Savage Thomas, Wang John, Gallo Robert, Boukil Abdessalem, Patel Vishwesh, Safavi-Naini Seyed Amir Ahmad, Soroush Ali, Chen Jonathan H
Department of Medicine, Stanford University, Stanford, CA 94304, United States.
Division of Hospital Medicine, Stanford University, Stanford, CA 94304, United States.
J Am Med Inform Assoc. 2025 Jan 1;32(1):139-149. doi: 10.1093/jamia/ocae254.
The inability of large language models (LLMs) to communicate uncertainty is a significant barrier to their use in medicine. Before LLMs can be integrated into patient care, the field must assess methods to estimate uncertainty in ways that are useful to physician-users.

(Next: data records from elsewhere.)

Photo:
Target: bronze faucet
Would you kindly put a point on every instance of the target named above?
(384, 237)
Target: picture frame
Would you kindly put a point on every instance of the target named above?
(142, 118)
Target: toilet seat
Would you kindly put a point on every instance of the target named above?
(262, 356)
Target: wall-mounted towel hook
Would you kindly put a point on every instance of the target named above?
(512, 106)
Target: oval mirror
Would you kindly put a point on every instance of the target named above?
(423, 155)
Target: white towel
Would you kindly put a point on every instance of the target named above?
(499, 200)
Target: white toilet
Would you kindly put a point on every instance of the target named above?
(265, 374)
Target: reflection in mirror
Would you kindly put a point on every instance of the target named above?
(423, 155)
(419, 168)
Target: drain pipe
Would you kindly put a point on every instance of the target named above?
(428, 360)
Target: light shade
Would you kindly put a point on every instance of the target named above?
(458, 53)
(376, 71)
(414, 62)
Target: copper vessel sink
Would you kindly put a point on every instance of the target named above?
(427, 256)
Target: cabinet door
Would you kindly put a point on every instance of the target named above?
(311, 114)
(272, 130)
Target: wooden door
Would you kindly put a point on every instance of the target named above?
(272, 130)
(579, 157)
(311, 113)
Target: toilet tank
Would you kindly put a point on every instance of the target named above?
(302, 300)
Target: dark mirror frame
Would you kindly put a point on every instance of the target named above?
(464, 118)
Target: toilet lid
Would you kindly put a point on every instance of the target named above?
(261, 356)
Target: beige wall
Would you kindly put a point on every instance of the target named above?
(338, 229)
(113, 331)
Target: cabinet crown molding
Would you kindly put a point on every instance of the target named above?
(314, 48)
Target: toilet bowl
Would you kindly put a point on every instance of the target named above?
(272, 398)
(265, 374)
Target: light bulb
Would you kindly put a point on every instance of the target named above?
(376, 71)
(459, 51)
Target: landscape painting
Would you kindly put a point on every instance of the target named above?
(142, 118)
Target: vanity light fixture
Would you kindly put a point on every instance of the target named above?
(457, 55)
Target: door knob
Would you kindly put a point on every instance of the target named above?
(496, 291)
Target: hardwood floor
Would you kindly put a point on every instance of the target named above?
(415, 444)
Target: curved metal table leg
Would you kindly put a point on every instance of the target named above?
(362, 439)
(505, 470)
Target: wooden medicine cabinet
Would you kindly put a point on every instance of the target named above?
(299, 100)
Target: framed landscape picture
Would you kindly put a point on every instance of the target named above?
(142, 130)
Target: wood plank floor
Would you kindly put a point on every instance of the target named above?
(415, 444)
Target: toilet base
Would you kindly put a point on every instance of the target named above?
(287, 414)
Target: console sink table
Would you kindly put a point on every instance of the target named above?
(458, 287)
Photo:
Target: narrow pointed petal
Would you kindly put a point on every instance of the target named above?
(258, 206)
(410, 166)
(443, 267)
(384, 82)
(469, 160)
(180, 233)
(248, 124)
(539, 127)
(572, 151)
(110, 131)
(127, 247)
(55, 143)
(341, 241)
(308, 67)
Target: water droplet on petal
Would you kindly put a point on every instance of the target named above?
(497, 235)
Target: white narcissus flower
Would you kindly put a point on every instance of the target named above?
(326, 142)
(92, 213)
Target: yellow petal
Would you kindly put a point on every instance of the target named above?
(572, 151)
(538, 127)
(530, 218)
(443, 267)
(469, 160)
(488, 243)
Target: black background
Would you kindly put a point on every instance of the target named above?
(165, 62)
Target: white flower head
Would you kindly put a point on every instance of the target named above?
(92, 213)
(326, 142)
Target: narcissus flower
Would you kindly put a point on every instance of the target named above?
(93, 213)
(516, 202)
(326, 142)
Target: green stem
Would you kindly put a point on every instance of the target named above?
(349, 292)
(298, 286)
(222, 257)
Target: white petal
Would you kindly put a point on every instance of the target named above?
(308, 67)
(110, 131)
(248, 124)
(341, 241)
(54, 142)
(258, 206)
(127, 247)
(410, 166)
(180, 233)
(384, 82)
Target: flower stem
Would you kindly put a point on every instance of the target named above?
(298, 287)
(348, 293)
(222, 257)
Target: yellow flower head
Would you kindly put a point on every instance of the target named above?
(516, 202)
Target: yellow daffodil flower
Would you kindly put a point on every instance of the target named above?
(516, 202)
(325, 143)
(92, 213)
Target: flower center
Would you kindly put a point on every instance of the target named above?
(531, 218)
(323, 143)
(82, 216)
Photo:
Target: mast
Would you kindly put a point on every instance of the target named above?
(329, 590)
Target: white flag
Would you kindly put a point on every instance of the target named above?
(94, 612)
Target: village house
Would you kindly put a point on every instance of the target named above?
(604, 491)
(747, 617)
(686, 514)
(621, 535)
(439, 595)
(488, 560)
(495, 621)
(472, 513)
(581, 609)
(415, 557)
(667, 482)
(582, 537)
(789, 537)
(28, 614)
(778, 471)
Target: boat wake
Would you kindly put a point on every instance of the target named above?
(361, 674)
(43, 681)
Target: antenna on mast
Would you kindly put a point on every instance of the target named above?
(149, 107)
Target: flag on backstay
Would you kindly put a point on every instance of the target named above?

Evaluate the ability for uncertainty proxies to quantify LLM confidence when performing diagnosis and treatment selection tasks by assessing the properties of discrimination and calibration.
We examined confidence elicitation (CE), token-level probability (TLP), and sample consistency (SC) proxies across GPT3.5, GPT4, Llama2, and Llama3. Uncertainty proxies were evaluated against 3 datasets of open-ended patient scenarios.
SC discrimination outperformed TLP and CE methods. SC by sentence embedding achieved the highest discriminative performance (ROC AUC 0.68-0.79), yet with poor calibration. SC by GPT annotation achieved the second-best discrimination (ROC AUC 0.66-0.74) with accurate calibration. Verbalized confidence (CE) was found to consistently overestimate model confidence.
SC is the most effective method for estimating LLM uncertainty of the proxies evaluated. SC by sentence embedding can effectively estimate uncertainty if the user has a set of reference cases with which to re-calibrate their results, while SC by GPT annotation is the more effective method if the user does not have reference cases and requires accurate raw calibration. Our results confirm LLMs are consistently over-confident when verbalizing their confidence (CE).
大语言模型(LLMs)无法传达不确定性是其在医学中应用的一个重大障碍。在将大语言模型整合到患者护理之前,该领域必须评估以对医生用户有用的方式估计不确定性的方法。
通过评估区分和校准属性,评估不确定性代理在执行诊断和治疗选择任务时量化大语言模型置信度的能力。
我们在GPT3.5、GPT4、Llama2和Llama3中检查了置信度诱导(CE)、令牌级概率(TLP)和样本一致性(SC)代理。针对3个开放式患者场景数据集评估不确定性代理。
SC区分性能优于TLP和CE方法。通过句子嵌入的SC实现了最高的区分性能(ROC AUC 0.68 - 0.79),但校准效果不佳。通过GPT注释的SC实现了第二好的区分(ROC AUC 0.66 - 0.74),校准准确。发现语言化置信度(CE)始终高估模型置信度。
SC是评估的代理中估计大语言模型不确定性的最有效方法。如果用户有一组参考案例来重新校准结果,通过句子嵌入的SC可以有效估计不确定性,而如果用户没有参考案例且需要准确的原始校准,通过GPT注释的SC是更有效的方法。我们的结果证实,大语言模型在表达其置信度(CE)时始终过度自信。